GNX CLI is a next-generation AI agent capable of perceiving and manipulating real-world interfaces. Built on a modular architecture, it combines Native Tool Calling (Llama 4 Scout/Groq) for rapid logic with a specialized Vision Agent (Qwen3-VL/Novita) for high-fidelity UI automation on both desktop and mobile. Developed by Gokulbarath.
GNX_CLI_MOBILE_DEMO.mov
This clip shows GNX CLI running a full mobile automation sequence from the latest build.
GNX_CLI_COM_DEMO.mov
- 🧠 Hybrid Intelligence: Fast orchestrator LLM (Llama 4, Gemini, or GLM) plus specialized VLM (Qwen3-VL) for sight.

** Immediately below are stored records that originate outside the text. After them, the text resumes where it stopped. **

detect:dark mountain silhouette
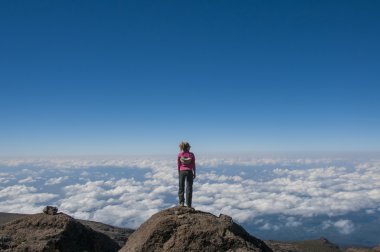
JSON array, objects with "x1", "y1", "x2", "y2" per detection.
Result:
[
  {"x1": 120, "y1": 207, "x2": 272, "y2": 252},
  {"x1": 0, "y1": 207, "x2": 380, "y2": 252},
  {"x1": 0, "y1": 213, "x2": 120, "y2": 252}
]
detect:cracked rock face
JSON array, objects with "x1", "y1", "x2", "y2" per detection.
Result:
[
  {"x1": 120, "y1": 207, "x2": 272, "y2": 252},
  {"x1": 0, "y1": 213, "x2": 120, "y2": 252}
]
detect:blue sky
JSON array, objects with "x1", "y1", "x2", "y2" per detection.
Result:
[{"x1": 0, "y1": 1, "x2": 380, "y2": 156}]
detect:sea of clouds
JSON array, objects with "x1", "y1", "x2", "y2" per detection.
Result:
[{"x1": 0, "y1": 155, "x2": 380, "y2": 245}]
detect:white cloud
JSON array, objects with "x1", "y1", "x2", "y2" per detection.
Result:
[
  {"x1": 18, "y1": 176, "x2": 36, "y2": 184},
  {"x1": 333, "y1": 220, "x2": 355, "y2": 235},
  {"x1": 0, "y1": 185, "x2": 58, "y2": 213},
  {"x1": 0, "y1": 154, "x2": 380, "y2": 230},
  {"x1": 45, "y1": 176, "x2": 69, "y2": 185}
]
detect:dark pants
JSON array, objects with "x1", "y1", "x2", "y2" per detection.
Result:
[{"x1": 178, "y1": 171, "x2": 193, "y2": 207}]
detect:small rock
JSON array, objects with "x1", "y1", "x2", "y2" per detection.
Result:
[{"x1": 43, "y1": 206, "x2": 58, "y2": 215}]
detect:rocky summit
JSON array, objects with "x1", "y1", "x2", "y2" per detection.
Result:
[
  {"x1": 120, "y1": 207, "x2": 272, "y2": 252},
  {"x1": 0, "y1": 213, "x2": 120, "y2": 252}
]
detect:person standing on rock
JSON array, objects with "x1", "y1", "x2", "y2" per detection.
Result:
[{"x1": 177, "y1": 142, "x2": 196, "y2": 207}]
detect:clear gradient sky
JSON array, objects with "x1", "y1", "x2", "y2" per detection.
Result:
[{"x1": 0, "y1": 0, "x2": 380, "y2": 156}]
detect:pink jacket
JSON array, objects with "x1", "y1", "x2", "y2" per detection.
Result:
[{"x1": 177, "y1": 151, "x2": 195, "y2": 172}]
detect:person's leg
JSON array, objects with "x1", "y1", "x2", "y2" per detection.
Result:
[
  {"x1": 186, "y1": 171, "x2": 193, "y2": 207},
  {"x1": 178, "y1": 171, "x2": 186, "y2": 205}
]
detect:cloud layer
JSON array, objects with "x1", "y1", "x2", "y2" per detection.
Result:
[{"x1": 0, "y1": 157, "x2": 380, "y2": 235}]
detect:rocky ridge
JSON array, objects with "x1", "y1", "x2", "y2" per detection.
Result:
[
  {"x1": 0, "y1": 213, "x2": 119, "y2": 252},
  {"x1": 120, "y1": 207, "x2": 272, "y2": 252}
]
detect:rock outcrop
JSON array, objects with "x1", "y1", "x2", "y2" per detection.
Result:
[
  {"x1": 0, "y1": 213, "x2": 120, "y2": 252},
  {"x1": 120, "y1": 207, "x2": 272, "y2": 252},
  {"x1": 265, "y1": 237, "x2": 342, "y2": 252}
]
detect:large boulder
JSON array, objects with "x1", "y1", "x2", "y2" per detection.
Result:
[
  {"x1": 0, "y1": 213, "x2": 120, "y2": 252},
  {"x1": 120, "y1": 207, "x2": 272, "y2": 252}
]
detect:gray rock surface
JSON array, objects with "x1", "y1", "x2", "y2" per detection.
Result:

- 👁️ Autonomous Vision Agent: Sub-agent loop that can see screens, reason about UI, and act (click, swipe, type).
- 🔌 MCP Support: Works with the Model Context Protocol (GitHub, Filesystem, Memory servers).
- 📱 Mobile Automation: Deep ADB integration for taps, swipes, and text input.
- 💻 Desktop Automation: Mouse/keyboard control via PyAutoGUI with visual feedback loops.
- 📁 Modular Tooling: Atomic tools for file ops, web search, system control, and UI automation.
graph TD;
User[User Input] --> Engine[GNX Engine];
Engine -->|Selects Tool| Router{Tool Router};
subgraph "Standard Tools"
Router -->|File Ops| Files[FileSystem / Search];
Router -->|Web| Web[DuckDuckGo / Jina];
Router -->|MCP| MCP[MCP Servers];
end
subgraph "Automation & Vision"
Router -->|Simple| Atomic[Atomic Actions];
Atomic --> Desktop[Desktop Control];
Atomic --> Mobile[Mobile/ADB];
Router -->|Complex UI Tasks| Handoff[activate_vision_agent];
Handoff --> VisionLoop((Vision Agent Loop));
end
Files --> Output[Result];
Web --> Output;
MCP --> Output;
Desktop --> Output;
Mobile --> Output;
VisionLoop --> Output;
Output --> Engine;
Engine --> User;
When activate_vision_agent is called, the system switches to a VLM-driven feedback loop:
graph TD;
Start([Task Received]) --> Capture[Capture High-Res Screenshot];
Capture --> VLM[Qwen3-VL Analysis];
VLM -->|Reasoning + JSON| Decision{Decision};
Decision -->|Action| Executor[Execute Action];
Executor -->|Wait for UI| Capture;
Decision -->|Terminate| Success([Task Complete]);
Decision -->|Error| Fail([Report Failure]);
- Python 3.10+
- Windows
- For mobile: ADB (Android Debug Bridge) and a connected Android device
git clone https://github.com/Gokulbarath/GNX-CLI.git
cd "GNX CLI"
python -m venv .venv
.venv\Scripts\activate
pip install -r requirements.txt
# Configure environment
copy .env.example .env Start the CLI:
python main.py- General reasoning & files
- "List all python files in src/tools and tell me what they do."
- Web search
- "Search for the latest features in Python 3.13."
- Vision Agent (mobile)
- Ensure your Android device is connected via ADB.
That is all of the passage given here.